|
|
|
|
|
São
Paulo, sábado, 30 de novembro de 1991
|
|
|
|
|
|
|
|
|
CRÍTICA JORNALÍSTICA DEVE SER
ESTRIDENTE E OPINATIVA
|
|
|
|
|
|
Nelson Ascher
Da equipe de articulistas
|
|
|
|
|
|
Para
que serve um artigo de, digamos, 60 linhas sobre um livro ou outro
assunto literário, quando um comentário especializado
de um único verso difícil pode ocupar páginas
e páginas? A síntese cada vez mais requerida pelo
jornal não seria uma maneira sintética de perder tempo?
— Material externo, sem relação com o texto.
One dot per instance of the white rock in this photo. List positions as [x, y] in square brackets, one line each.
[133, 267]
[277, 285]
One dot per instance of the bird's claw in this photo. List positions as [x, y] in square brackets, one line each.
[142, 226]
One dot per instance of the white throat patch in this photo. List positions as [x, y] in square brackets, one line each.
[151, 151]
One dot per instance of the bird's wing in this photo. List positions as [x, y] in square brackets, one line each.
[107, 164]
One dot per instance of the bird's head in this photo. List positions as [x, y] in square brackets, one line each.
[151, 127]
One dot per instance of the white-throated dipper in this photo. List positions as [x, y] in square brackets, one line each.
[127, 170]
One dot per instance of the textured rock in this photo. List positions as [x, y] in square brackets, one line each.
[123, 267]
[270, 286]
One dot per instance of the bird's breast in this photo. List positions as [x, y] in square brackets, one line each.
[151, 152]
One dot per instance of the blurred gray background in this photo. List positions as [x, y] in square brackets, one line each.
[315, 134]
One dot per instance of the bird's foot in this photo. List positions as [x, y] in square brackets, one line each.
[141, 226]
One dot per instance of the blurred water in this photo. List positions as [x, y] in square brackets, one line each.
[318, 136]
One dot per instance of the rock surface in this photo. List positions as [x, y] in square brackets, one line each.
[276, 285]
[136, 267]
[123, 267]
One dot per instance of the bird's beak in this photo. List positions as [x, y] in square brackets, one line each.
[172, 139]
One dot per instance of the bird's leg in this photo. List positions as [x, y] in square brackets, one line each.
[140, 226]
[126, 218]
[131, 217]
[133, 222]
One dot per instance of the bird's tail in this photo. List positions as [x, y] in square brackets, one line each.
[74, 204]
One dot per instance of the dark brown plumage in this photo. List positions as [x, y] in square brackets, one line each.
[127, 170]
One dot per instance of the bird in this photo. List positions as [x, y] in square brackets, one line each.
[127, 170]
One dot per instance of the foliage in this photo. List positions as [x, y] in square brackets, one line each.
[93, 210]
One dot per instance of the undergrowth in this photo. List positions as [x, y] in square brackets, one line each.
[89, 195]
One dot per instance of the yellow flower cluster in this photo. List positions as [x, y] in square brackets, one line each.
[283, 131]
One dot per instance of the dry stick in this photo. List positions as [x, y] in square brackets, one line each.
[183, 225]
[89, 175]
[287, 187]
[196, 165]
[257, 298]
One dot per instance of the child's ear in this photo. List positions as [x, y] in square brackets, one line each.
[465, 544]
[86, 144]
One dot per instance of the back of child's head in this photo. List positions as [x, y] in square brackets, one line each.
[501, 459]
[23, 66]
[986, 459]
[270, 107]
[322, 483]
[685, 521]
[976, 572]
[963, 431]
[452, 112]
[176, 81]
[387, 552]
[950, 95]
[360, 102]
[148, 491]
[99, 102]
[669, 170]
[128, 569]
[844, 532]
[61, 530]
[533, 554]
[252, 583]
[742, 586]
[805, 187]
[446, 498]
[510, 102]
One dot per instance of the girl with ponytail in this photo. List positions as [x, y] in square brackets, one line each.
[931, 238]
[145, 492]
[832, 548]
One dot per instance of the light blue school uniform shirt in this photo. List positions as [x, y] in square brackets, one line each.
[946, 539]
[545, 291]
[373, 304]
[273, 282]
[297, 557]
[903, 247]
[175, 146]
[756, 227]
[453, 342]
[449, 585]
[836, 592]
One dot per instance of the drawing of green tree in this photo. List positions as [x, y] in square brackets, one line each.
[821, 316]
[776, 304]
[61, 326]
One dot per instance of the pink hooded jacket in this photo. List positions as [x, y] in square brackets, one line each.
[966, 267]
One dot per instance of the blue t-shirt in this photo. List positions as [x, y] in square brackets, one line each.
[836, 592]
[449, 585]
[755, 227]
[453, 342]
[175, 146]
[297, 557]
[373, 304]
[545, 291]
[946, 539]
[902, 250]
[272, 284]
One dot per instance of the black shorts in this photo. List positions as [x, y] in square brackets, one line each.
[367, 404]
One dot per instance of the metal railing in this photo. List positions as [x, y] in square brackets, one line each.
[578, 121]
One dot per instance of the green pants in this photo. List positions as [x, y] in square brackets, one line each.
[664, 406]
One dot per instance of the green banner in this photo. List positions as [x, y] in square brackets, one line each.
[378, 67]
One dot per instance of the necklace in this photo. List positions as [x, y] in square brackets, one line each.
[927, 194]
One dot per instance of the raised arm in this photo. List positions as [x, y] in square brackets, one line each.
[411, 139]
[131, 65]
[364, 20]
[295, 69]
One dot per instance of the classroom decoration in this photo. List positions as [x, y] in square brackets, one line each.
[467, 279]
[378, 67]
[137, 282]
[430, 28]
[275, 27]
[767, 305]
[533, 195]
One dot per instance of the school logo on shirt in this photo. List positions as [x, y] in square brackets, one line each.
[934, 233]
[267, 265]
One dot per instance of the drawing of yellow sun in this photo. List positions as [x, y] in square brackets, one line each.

A reivindicação maximalista dos críticos fiéis
a seus princípios não deveria ser a de que, se não
há espaço para dizer tudo, o melhor é não
dizer nada? Acatar normas jornalísticas para uma atividade
paralela mas distinta não é, em última instância,
um compromisso espúrio e condenável?
Não. A crítica veiculada pelo jornal é uma
atividade com suas próprias regras e objetivos. É
um gênero, quase uma forma à parte. Pelo seu próprio
tamanho, ela deve ser mais opinativa do que explicativa - o que
não quer dizer que as opiniões que expressa não
precisem ser, caso necessário, prontamente explicáveis.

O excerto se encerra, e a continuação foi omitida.